Verkäufer hinter Plexiglas

“Wir wollen die direkten Kontakte so weit wie möglich reduzieren - und natürlich alle ohnehin gültigen Sicherheitsregeln einhalten”, so ein Sprecher der bekannt sicherheitsbewussten Japaner. Mundschutz, mindestens 1,5 Meter Abstand, häufiges Händewaschen, Husten nur in die Armbeuge… so, wie alle Deutschen das schon kennen. Aber wie funktioniert das beim innigen Auto-Kennenlernen? Erst einmal so: Alle Fahrzeuge sind verschlossen. Fasst ein Kunde sie an, wird danach kräftig desinfiziert. Selbst, wenn der Auto-Fan zuvor die überall aufgestellten Desinfektions-Spender benutzt hat.

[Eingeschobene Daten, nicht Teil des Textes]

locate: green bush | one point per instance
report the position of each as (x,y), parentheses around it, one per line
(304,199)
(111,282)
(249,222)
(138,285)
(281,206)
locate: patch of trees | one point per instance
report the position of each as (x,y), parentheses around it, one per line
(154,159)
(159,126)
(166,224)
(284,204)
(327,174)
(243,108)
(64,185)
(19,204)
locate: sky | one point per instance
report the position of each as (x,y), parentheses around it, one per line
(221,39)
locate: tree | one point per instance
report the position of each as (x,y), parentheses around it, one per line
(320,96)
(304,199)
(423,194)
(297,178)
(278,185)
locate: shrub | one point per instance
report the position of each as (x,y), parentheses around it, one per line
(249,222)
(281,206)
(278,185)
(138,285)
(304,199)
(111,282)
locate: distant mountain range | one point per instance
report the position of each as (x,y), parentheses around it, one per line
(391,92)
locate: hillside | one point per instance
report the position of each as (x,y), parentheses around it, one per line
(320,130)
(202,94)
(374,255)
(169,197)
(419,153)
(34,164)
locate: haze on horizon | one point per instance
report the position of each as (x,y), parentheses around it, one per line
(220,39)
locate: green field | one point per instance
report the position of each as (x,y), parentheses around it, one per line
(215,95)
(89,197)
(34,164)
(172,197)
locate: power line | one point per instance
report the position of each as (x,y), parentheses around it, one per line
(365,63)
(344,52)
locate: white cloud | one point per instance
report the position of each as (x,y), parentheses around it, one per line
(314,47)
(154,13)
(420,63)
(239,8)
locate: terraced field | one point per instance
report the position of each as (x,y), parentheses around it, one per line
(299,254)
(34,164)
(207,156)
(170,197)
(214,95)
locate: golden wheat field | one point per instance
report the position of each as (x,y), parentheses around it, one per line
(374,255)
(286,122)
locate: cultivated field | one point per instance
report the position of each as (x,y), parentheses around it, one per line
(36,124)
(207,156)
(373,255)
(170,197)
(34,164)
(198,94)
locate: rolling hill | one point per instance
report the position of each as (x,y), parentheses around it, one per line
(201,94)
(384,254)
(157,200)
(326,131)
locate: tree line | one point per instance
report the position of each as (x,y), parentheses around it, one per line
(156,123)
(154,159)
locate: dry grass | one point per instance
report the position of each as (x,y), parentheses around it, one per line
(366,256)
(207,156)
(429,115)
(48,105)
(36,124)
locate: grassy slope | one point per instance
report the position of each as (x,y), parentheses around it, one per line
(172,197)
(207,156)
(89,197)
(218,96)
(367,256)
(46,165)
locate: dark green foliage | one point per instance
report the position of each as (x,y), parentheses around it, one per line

Die neue Art der Besichtigung

Bei allen Herstellern wird der Besucher im Autohaus jetzt erst mal allein durch die Ausstellung laufen – was manchem auch ganz angenehm sein wird. Möchte ein Interessent sich aber ein Fahrzeug näher ansehen, den Kofferraum öffnen oder unter die Motorhaube schauen, muss er selbst aktiv werden. Dann ist der Gang zum Verkäufer hinter Glas oder mit Mundschutz angesagt – der den Wunschwagen wahrscheinlich erst einmal näher per Video oder 3D-Ansicht erklärt. Digital von allen Seiten, innen und außen. Das reale Modell bleibt möglichst unangetastet.

Probesitzen ja, aber...

Viele Besucher wollen aber natürlich in ihrem Lieblingsauto auch mal sitzen. Dann werden die Verkäufer jetzt häufig aus ein paar Metern Entfernung die Türen per Fernbedienung öffnen. Zusammen mit dem Kunden hineinsetzen dürfen sie sich in den meisten Bundesländern nicht; der Experte kann aber mit etwas Abstand zur geöffneten Tür das Innenleben erklären. Der Kaufinteressent sitzt am Steuer, testet Touchscreen, Lenkrad oder Tasten. Danach kommt, was kommen muss: die Desinfektionsorgie vor dem nächsten Kunden.

Das Wunschauto wird geliefert

VW und Audi etwa haben dazu den Verkäufern und Serviceteams schon umfangreiche Videos zusammengestellt. Was ist alles zu reinigen, wenn der Kunde am Auto war? Noch aufwändiger wird es, wenn der potenzielle Käufer eine Probefahrt möchte: Bei einem VW-, Hyundai- und Skoda-Händler in Niedersachsen etwa wird das Auto dazu direkt zum Kunden gebracht – natürlich von einem Fahrer mit Schutzkleidung, das Fahrzeug rundum sterilisiert. Einen Schritt weiter geht Daimler: Hat man sich im markeneigenen Online-Store einen Mercedes gekauft, liefert der süddeutsche Autobauer diesen auf Wunsch vor die eigene Haustür. Völlig kontaktlos und für den Kunden vor allem kostenlos.

SsuebergabeAudi

Lieber sicher, als gar nicht

„Der Autokauf soll schließlich auch in Corona-Zeiten erst mal Vergnügen machen“, erklärt der Verkäufer eines schwäbischen Herstellers die Herausforderung. Gar nicht so einfach, wenn zum Beispiel alle Sitzecken in seinem Showroom mit roten Folien gesperrt sind, selbst der übliche Gratis-Kaffee aus Hygiene-Gründen gestrichen ist und das klassische Verkaufsgespräch höchst distanziert vonstattengeht. „Vor Corona haben wir da einen Happen aus unserem Bistro kommen lassen und auf dem Ledersofa in der Ausstattungsliste geschwelgt”, seufzt der Händler. Jetzt sitzt der Kunde in fast zwei Metern Entfernung und bekommt ein Wasser aus dem eingeschweißten Sechserpack gereicht – mit Gummihandschuhen. „Aber immer noch besser als die paar Autoübergaben, Telefonberatungen und Internet-Kontakte in den vergangenen Wochen”, so der Berater.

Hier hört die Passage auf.